The 'make do and ready' aesthetic connects the individual works into an overall installation that is a low tech laboratory of insurrection and spreads through the gallery, both on the walls and into three dimensions. It is a space of protest, not an illustration of what's been happening globally in the form of reportage but an integral part of that protest. Some of the work has actually been used in London as part of the protests; all of it could be taken out of the gallery and used in the future.
Peter Kennard was born in London in 1949. Originally trained as a painter at the Slade School of Art and later at the Royal College of Art, Kennard has been a politically involved artist since the late 1960s-early 1970s, creating works that engage politically with both the viewer and the environment. An artist-activist since the time of the Vietnam war, he has been recognized by Art in America as "one of the very few artists - the only one it might be said - who has had a direct effect on recent British politics". One of his latest projects is the book @earth, a story without words of global destruction and resistance told through the language of photomontage.

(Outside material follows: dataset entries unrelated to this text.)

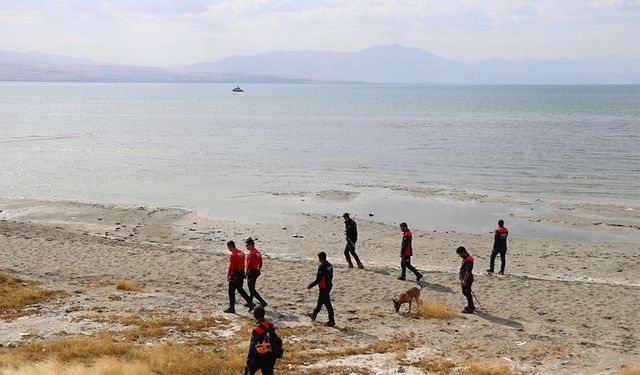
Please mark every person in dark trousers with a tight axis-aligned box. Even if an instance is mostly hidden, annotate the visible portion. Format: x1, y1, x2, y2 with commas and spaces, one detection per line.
245, 237, 268, 308
224, 240, 255, 313
487, 219, 509, 274
245, 306, 278, 375
307, 251, 335, 327
343, 213, 364, 269
457, 246, 475, 314
398, 222, 423, 281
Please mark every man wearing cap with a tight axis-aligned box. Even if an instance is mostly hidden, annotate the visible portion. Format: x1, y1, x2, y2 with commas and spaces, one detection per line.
342, 213, 364, 269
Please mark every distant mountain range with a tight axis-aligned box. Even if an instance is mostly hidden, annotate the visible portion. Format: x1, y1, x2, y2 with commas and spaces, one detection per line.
2, 45, 640, 84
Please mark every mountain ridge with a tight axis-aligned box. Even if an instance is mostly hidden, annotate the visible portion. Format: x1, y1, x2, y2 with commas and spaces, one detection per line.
2, 45, 640, 83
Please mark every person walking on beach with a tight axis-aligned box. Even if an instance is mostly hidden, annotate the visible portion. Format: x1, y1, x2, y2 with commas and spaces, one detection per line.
343, 213, 364, 269
457, 246, 475, 314
487, 219, 509, 275
225, 240, 255, 313
307, 251, 335, 327
245, 305, 283, 375
398, 222, 423, 281
245, 237, 268, 308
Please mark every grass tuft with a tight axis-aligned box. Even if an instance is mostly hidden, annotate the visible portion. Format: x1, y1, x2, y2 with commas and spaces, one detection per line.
619, 365, 640, 375
0, 271, 65, 320
114, 279, 143, 291
415, 354, 457, 374
413, 299, 460, 320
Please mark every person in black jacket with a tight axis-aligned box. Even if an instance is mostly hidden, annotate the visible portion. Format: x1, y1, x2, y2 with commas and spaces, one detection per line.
245, 306, 278, 375
487, 219, 509, 275
307, 251, 335, 327
343, 213, 364, 269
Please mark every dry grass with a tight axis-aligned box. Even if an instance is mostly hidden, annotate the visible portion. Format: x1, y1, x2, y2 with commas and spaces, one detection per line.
415, 354, 457, 374
0, 334, 246, 375
75, 312, 230, 343
619, 365, 640, 375
304, 366, 372, 374
415, 355, 522, 375
114, 279, 143, 291
0, 271, 64, 320
413, 299, 461, 320
520, 342, 569, 360
459, 363, 518, 375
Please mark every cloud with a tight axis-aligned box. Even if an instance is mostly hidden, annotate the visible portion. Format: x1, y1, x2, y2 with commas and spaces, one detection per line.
0, 0, 638, 65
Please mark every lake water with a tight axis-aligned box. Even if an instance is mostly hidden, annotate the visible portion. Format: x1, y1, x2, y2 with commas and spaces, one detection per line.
1, 83, 638, 239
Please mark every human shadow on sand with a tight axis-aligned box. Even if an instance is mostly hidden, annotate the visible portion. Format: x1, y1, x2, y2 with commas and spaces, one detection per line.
417, 280, 455, 294
475, 311, 524, 330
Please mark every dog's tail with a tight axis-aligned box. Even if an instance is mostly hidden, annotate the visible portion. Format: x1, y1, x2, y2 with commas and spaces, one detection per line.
416, 282, 422, 289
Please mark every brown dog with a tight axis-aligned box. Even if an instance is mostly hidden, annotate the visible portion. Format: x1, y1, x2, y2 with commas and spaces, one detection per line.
392, 284, 422, 313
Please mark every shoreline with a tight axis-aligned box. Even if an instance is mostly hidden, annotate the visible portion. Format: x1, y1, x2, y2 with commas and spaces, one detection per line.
0, 198, 639, 374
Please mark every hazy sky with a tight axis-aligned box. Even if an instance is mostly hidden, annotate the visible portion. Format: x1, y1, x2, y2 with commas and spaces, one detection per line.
1, 0, 639, 66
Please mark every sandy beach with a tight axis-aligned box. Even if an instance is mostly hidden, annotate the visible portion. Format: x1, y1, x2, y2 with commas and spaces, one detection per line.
0, 197, 638, 374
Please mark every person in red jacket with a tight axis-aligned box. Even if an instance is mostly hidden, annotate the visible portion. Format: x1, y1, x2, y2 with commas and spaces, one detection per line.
245, 237, 267, 308
225, 240, 255, 313
307, 251, 335, 327
398, 222, 423, 281
487, 219, 509, 275
457, 246, 475, 314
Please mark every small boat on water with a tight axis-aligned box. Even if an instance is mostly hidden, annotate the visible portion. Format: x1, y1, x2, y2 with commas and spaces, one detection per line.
232, 86, 244, 92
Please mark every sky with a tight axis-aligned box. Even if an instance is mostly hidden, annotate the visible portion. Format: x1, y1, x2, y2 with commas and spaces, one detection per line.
0, 0, 639, 66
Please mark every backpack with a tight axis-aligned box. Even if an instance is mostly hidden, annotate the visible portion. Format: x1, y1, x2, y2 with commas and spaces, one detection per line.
254, 321, 284, 358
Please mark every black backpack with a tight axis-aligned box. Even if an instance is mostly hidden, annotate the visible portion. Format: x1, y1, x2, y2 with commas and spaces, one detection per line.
254, 321, 284, 358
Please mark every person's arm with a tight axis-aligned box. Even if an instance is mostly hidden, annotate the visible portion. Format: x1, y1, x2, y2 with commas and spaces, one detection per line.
493, 230, 499, 251
227, 254, 234, 280
461, 261, 473, 286
307, 264, 324, 289
401, 234, 411, 257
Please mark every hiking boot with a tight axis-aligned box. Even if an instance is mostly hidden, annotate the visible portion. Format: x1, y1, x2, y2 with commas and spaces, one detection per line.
306, 312, 317, 321
223, 307, 236, 314
243, 302, 252, 307
461, 307, 475, 314
498, 271, 504, 275
416, 273, 423, 282
357, 263, 365, 269
347, 263, 354, 268
248, 303, 256, 312
486, 269, 494, 273
397, 276, 406, 281
324, 321, 336, 327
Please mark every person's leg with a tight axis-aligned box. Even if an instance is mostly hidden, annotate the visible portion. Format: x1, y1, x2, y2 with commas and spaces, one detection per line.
236, 280, 254, 306
226, 282, 236, 312
488, 250, 498, 272
499, 250, 506, 274
404, 257, 422, 279
349, 246, 363, 267
344, 242, 354, 267
323, 288, 335, 325
399, 257, 407, 279
260, 357, 276, 375
248, 278, 267, 306
311, 292, 323, 320
462, 283, 475, 311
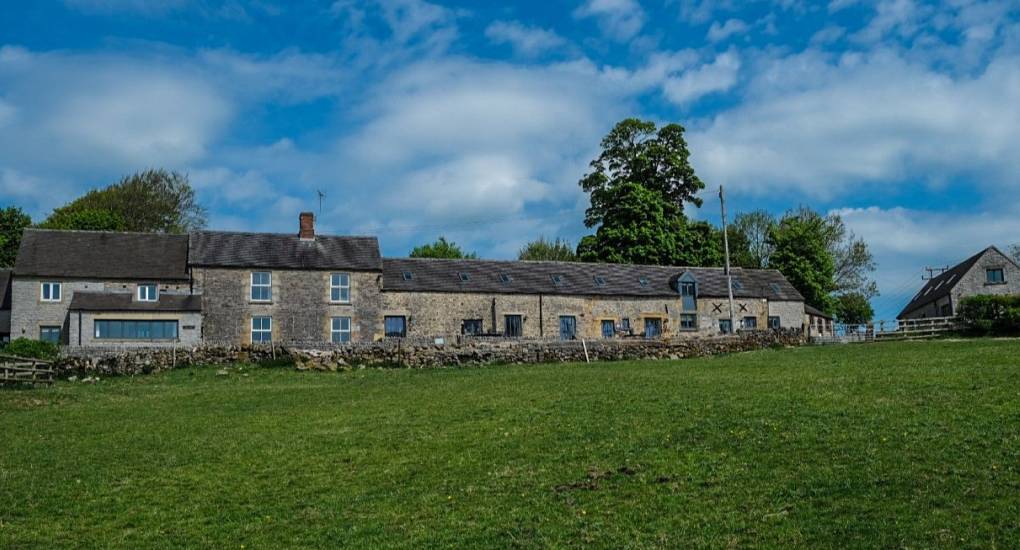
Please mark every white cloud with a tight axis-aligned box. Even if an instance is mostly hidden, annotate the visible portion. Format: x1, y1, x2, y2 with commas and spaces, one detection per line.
690, 49, 1020, 197
810, 25, 846, 44
485, 21, 568, 57
662, 51, 741, 105
573, 0, 646, 41
851, 0, 930, 44
707, 19, 749, 42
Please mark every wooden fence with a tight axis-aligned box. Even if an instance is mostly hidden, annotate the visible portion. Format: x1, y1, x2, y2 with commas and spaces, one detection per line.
0, 354, 55, 386
811, 316, 961, 344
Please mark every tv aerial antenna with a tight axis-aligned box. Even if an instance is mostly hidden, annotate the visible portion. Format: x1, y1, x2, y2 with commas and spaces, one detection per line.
316, 189, 326, 216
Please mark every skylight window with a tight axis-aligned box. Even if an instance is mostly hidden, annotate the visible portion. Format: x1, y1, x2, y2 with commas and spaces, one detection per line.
499, 273, 512, 284
638, 277, 649, 287
551, 274, 564, 286
593, 275, 606, 287
732, 279, 743, 290
458, 272, 470, 282
769, 283, 781, 294
402, 271, 413, 281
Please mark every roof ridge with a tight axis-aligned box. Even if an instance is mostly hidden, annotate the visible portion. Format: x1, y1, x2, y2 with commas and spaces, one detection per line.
193, 229, 378, 240
383, 257, 736, 271
23, 228, 188, 237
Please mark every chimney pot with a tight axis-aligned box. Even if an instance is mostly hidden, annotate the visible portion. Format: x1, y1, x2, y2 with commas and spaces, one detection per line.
299, 212, 315, 240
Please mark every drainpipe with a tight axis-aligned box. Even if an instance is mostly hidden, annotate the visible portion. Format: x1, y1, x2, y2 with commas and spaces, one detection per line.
491, 298, 496, 334
539, 294, 544, 338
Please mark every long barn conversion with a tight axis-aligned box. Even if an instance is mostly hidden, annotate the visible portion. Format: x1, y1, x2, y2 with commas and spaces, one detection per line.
8, 213, 807, 348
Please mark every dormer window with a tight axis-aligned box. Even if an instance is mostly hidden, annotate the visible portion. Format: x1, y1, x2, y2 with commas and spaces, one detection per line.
137, 284, 158, 302
678, 272, 697, 312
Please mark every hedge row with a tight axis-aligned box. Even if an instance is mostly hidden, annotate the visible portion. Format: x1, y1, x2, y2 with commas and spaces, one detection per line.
957, 295, 1020, 335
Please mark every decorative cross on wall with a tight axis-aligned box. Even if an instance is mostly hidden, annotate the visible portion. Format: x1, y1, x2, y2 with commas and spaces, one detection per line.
712, 303, 723, 313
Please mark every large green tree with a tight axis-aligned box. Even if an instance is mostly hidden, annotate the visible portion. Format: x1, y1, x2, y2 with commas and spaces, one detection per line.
768, 211, 837, 312
43, 169, 206, 233
577, 118, 717, 266
579, 118, 704, 228
834, 292, 875, 324
0, 206, 32, 268
410, 237, 477, 259
518, 237, 576, 262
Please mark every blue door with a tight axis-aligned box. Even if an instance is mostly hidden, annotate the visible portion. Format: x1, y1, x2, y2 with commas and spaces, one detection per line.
601, 319, 615, 338
559, 316, 577, 340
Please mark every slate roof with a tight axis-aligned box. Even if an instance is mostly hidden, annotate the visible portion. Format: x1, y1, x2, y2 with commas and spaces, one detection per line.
804, 304, 833, 319
14, 229, 190, 280
68, 292, 202, 312
189, 231, 381, 271
382, 258, 804, 300
898, 246, 1018, 318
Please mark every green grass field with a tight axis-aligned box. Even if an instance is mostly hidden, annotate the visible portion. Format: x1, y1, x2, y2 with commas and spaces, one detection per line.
2, 340, 1019, 548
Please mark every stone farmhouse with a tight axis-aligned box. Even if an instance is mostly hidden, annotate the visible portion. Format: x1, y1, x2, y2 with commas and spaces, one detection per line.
9, 213, 808, 348
898, 246, 1020, 319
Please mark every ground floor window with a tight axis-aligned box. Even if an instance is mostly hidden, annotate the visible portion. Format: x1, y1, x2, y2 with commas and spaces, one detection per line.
601, 319, 615, 338
331, 317, 351, 344
680, 314, 697, 330
40, 326, 61, 344
504, 315, 523, 338
644, 318, 663, 338
251, 316, 272, 343
719, 319, 733, 334
462, 319, 483, 335
621, 318, 630, 332
384, 316, 406, 338
743, 316, 758, 330
95, 320, 178, 340
768, 316, 781, 329
559, 316, 577, 340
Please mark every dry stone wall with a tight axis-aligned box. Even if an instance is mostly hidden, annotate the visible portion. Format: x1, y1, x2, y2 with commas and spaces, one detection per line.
54, 329, 804, 376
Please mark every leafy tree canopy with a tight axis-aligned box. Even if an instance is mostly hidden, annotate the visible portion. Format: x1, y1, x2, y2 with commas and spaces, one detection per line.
37, 208, 127, 232
576, 183, 720, 266
43, 169, 206, 234
1010, 244, 1020, 265
768, 211, 837, 313
730, 210, 776, 269
0, 206, 32, 268
834, 292, 875, 324
518, 237, 577, 262
579, 118, 704, 228
410, 237, 477, 259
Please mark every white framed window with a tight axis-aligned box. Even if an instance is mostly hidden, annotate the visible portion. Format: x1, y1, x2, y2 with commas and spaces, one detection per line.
251, 272, 272, 301
40, 282, 61, 302
137, 283, 158, 302
331, 317, 351, 344
330, 273, 350, 303
251, 316, 272, 343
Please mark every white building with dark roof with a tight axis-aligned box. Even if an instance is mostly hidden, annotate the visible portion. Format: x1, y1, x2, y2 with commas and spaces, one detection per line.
898, 246, 1020, 320
10, 213, 807, 348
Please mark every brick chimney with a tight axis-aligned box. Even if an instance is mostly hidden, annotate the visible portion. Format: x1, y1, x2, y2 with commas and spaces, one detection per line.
299, 212, 315, 240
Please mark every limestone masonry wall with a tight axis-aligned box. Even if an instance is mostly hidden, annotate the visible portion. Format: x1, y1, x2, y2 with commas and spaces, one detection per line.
54, 329, 804, 376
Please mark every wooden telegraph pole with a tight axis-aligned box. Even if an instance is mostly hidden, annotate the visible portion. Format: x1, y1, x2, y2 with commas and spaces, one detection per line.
719, 186, 737, 333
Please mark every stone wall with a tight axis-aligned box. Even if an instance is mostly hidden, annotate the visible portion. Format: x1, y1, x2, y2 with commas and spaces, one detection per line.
192, 268, 383, 345
53, 329, 805, 376
11, 277, 191, 344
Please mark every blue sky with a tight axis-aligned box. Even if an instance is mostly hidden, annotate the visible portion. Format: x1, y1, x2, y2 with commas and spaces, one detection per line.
1, 0, 1019, 320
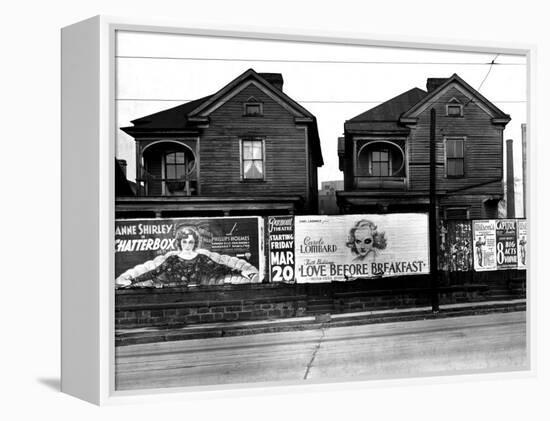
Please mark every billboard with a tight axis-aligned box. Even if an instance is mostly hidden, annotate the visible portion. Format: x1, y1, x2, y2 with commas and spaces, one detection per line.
267, 216, 295, 283
115, 217, 264, 288
439, 220, 473, 272
472, 220, 497, 271
472, 219, 527, 272
495, 219, 519, 269
293, 214, 430, 283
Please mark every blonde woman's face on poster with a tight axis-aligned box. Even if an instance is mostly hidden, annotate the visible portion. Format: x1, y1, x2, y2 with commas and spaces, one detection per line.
355, 227, 374, 256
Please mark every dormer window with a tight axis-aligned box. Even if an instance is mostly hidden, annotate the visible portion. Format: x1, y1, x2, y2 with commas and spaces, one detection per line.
446, 98, 463, 117
243, 97, 263, 116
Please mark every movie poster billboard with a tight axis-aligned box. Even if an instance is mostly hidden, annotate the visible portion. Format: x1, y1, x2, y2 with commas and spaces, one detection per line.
115, 217, 264, 288
267, 216, 295, 283
472, 220, 497, 271
517, 219, 527, 270
293, 213, 430, 283
495, 219, 518, 270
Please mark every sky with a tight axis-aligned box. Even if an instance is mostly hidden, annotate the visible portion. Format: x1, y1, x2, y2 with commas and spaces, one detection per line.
115, 31, 527, 215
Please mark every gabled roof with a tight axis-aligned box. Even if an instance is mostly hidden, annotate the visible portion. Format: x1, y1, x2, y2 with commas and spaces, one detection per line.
187, 68, 315, 120
344, 74, 511, 135
401, 73, 510, 123
121, 68, 323, 166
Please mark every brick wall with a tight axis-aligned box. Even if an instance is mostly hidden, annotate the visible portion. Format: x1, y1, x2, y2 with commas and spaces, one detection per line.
116, 271, 525, 328
116, 283, 308, 328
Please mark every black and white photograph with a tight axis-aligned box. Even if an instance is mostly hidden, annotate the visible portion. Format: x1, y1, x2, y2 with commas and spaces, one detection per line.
6, 0, 550, 418
113, 30, 528, 392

Cat Phillipps was born in Edinburgh in 1972 and moved to London in 1996 looking for work. Phillipps studied photography at London College of Printing and worked in the photographic industry of advertising, fashion and journalism. In 2000 Phillipps began printing for the photojournalist collective Network Photographers and rapidly built the small print house kandc which specialised in colour printing for photojournalists. As the editorial space afforded to socially concerned journalism collapsed across Britain's newspapers, Phillipps developed a practice of creative installation for photojournalism that took the work towards presentation in galleries and public space. Combining Kennard's photomontage work, Phillipps' print installations and their political stance, the duo has been working together for the past 10 years in a variety of media, video, photomontage, print, painting and posters. They have been exhibited both within gallery spaces and on the street. Most recently their posters and cardboard collages were used by activists of the Occupy movement.
Among key exhibitions of kennardphillipps' works are group shows at Tate Britain (London, UK), Design Museum (London, UK), Victoria and Albert Museum (London, UK), Houston Centre for Photography (Houston, TX, USA), Akademie der Künste (Berlin, Germany), Freie Akademie (The Hague), as well as numerous other shows in Finland, Palestine, Estonia, Hungary and France. Their works are in the collections of The Imperial War Museum, The Victoria and Albert Museum, The Design Museum, The Herbert Art Gallery and Museum and The Scottish National Portrait Gallery.